BBC Upholds Complaint
Robert Stuart
Global Research, July 25, 2015
The below admission from the BBC that its substitution of Syria
footage between two 2014 broadcasts breaches its own Editorial
Guidelines on accuracy is a modest victory in the battle to attract
scrutiny to the wider charges that one of the reports in question (at
least) was largely, if not entirely, fabricated.

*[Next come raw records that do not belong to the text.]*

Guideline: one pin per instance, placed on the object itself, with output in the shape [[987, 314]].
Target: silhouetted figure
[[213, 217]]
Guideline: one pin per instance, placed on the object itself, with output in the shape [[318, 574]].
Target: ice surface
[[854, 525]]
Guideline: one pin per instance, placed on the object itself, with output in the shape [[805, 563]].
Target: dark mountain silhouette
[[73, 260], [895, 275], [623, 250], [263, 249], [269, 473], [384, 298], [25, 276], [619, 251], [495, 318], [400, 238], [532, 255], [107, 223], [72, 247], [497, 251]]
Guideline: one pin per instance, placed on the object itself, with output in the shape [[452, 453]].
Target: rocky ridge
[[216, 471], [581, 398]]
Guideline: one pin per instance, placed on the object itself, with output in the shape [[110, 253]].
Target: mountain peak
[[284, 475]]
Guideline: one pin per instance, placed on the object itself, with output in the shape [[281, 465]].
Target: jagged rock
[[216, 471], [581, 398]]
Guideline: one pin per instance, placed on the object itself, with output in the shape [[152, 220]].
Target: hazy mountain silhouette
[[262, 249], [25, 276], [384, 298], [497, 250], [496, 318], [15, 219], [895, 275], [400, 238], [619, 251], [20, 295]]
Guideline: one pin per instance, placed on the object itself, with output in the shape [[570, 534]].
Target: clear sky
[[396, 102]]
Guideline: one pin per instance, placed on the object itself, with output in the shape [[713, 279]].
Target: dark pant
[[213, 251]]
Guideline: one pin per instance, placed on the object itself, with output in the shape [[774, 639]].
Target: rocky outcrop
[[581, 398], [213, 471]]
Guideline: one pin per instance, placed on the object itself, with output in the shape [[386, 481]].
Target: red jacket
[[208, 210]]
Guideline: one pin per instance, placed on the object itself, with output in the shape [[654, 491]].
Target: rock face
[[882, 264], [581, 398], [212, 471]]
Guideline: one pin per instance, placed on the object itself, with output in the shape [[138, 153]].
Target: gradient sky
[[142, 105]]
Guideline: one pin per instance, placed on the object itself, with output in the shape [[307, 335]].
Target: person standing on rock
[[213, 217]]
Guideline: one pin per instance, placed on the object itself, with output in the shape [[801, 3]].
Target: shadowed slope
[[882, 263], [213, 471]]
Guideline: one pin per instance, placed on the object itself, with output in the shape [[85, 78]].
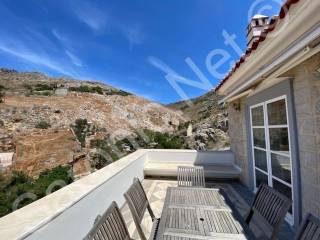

For almost two years I have pursued the question of
whether scenes of the aftermath of an alleged incendiary attack on an
Aleppo school – filmed by BBC staff and first broadcast as UK
legislators voted on military intervention in Syria – were staged for
the purposes of propaganda.
Many compelling evidence points have arisen: the widely contradictory accounts of precisely when the alleged attack occurred – including disagreement between the BBC reporter and cameraman concerned; the testimony of
a former Free Syrian Army commander stationed in the vicinity denying
that an attack occurred; a fortuitously-grabbed screencap of one of the
alleged teenage victims grinning broadly into the camera; “victims” sharing the same “costume”, and, most astonishing of all, the self-identification of
a “victim” seen in footage from the day (in reality a 52 year old
Netherlands resident) who contacted me on Facebook, anxious that she may
be recognised.
The backgrounds of the two doctors featured in the BBC’s report are of considerable interest: Dr Saleyha Ahsan, a former British army captain, has a personal connection with a military officer who runs large-scale medical simulation exercises, employing professional casualty make-up artists; Dr Ahsan’s colleague, Dr Rola Hallam,
is the daughter of Dr Mousa al-Kurdi, who is “involved politically with
the Syrian National Council”. The co-founder of Hand in Hand for Syria,
the “humanitarian” charity for which the doctors are filmed
volunteering, has expressed bloodthirsty promises to bring Assad to justice “NO MATTER WHAT LIVES IT TAKES, NO MATTER HOW MUCH CATASTROPHE IT MAKES”. A Hand in Hand for Syria nurse seen working alongside Drs Ahsan and Hallam is pictured elsewhere tending to the wounds of a child opposition fighter.
Very many other discrepancies are noted on my blog. It is hard to escape the conclusion, voiced by
former UK ambassador Craig Murray, that the BBC’s ‘Saving Syria’s
Children’ “documentary” represents the fruit of a collaboration between
BBC personnel and UK state security services and marks a unique and
historic breach of trust between the corporation, its UK licence
fee-payer funders and its millions of viewers and listeners worldwide.